Cholinesterase inhibitors are a class of drugs that prevent the breakdown of acetylcholine, a chemical messenger that relays signals between neurons in the brain where it plays a role in cognition. Levels of this neurotransmitter are lower in the brains of patients with AD compared to people without AD. By inhibiting the degradation of acetylcholine, ChEI allow the neurotransmitter to accumulate to higher levels, which, in turn, enhance communication between neurons. Treatment with ChEI can temporarily improve or stabilize dementia symptoms, and they are one of the most common medications used to treat patients with AD and other types of dementia. Although ChEI are generally well tolerated, some patients experience nausea, diarrhea, vomiting and weight loss, which can be particularly worrisome in a frail and elderly patient population. While there is a checklist to help clinicians decide whether ChEI treatment should be stopped, there have been few studies directly evaluating the health effects of ChEI discontinuation.

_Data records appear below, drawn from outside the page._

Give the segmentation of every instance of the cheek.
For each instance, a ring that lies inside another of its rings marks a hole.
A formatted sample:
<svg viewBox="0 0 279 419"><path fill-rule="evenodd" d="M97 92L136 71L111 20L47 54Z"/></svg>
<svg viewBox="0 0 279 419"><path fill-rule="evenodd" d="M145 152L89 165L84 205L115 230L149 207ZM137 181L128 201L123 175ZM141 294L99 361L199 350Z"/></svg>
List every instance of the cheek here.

The pilot study, led by Dr. Krista Lanctôt, a senior scientist in the Hurvitz Brain Sciences Research Program at SRI, was a randomized, double-blind, placebo-controlled trial involving 40 residents in long-term care at Sunnybrook’s Veterans Centre. All patients were diagnosed with probable AD and primary degenerative dementia, and had been receiving ChEI treatment for at least two years. The patients were randomly assigned to one of two groups. The placebo group tapered off their ChEI medications for two weeks and continued on placebo for the remaining six weeks. The continuation group continued to receive their current dose for eight weeks. Patients in both groups were assessed at the start of the study and at two-week intervals throughout.

To determine the effects of ChEI discontinuation, the researchers used the Clinician’s Global Impression of Change score, a seven-point scale that measures the degree to which a patient’s condition improved or worsened relative to a baseline state. Clinicians assess this based on cognitive, behavioural or functional changes observed in the patient. At the end of the eight-week trial, the researchers found no difference between the scores of the placebo group and the continuation group. That is, patients taken off ChEI did not worsen more than patients who continued their treatments. There was also no difference in the occurrence of adverse events, such as unintentional weight loss and falls, between the two groups.

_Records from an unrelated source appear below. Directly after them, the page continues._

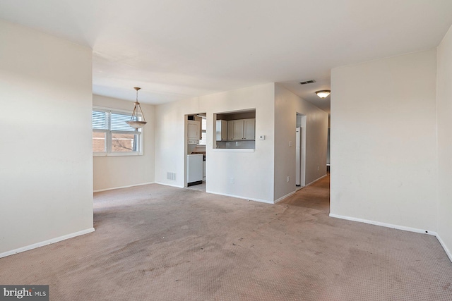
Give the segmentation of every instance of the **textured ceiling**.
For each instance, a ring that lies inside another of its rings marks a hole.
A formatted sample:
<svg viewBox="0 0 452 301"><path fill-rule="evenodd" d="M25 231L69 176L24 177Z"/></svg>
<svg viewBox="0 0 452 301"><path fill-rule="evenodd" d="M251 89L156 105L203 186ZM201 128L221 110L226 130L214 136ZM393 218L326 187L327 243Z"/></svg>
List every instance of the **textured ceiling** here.
<svg viewBox="0 0 452 301"><path fill-rule="evenodd" d="M437 46L452 1L1 0L0 18L92 48L95 94L161 104L275 82L328 111L313 92L331 68Z"/></svg>

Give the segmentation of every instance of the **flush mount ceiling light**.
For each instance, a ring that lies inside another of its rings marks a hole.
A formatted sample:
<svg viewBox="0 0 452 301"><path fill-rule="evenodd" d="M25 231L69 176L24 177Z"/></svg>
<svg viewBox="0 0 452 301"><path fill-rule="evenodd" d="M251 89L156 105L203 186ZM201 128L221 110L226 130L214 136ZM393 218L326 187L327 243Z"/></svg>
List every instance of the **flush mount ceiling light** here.
<svg viewBox="0 0 452 301"><path fill-rule="evenodd" d="M331 93L331 91L330 91L330 90L321 90L321 91L316 91L316 94L320 98L325 98L327 96L328 96L330 94L330 93Z"/></svg>
<svg viewBox="0 0 452 301"><path fill-rule="evenodd" d="M143 128L148 123L144 118L143 110L141 110L141 106L140 106L140 103L138 102L138 90L141 88L136 87L133 89L136 90L136 101L135 102L135 106L133 107L133 111L132 112L132 116L130 118L130 121L126 121L126 123L134 129L138 130L138 128ZM143 121L138 121L138 110L140 110L140 113L143 116Z"/></svg>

Another important finding was that patients who experienced delusions or hallucinations prior to the study were more likely to have worsening symptoms after ChEI discontinuation; this highlights the need for close monitoring of patients with psychotic symptoms if ChEI discontinuation is attempted.

Based on these findings, Lanctôt anticipates that 63% of patients in long-term care facilities can be safely discontinued from ChEI. With an estimated 20% of approximately 14,800 long-term care residents in Ontario receiving these medications, discontinuing ChEI could lead to $17.4 million per year in cost savings. The study had several limitations including the small number of participants, 80% of whom were male. It was published in the Journal of the American Medical Directors Association.

Lanctôt is working with Dr. Nathan Herrmann, an associate scientist in the Hurvitz Brain Sciences Research Program, to see if their findings can be replicated in a larger and more gender-balanced population. She stresses that the ultimate decision to discontinue ChEI treatment should be highly individualized. Studies such as this one provide clinicians and patients with the safety data they need to make informed decisions and to anticipate negative outcomes.

Lanctôt’s research is funded by the Alzheimer’s Society of Canada.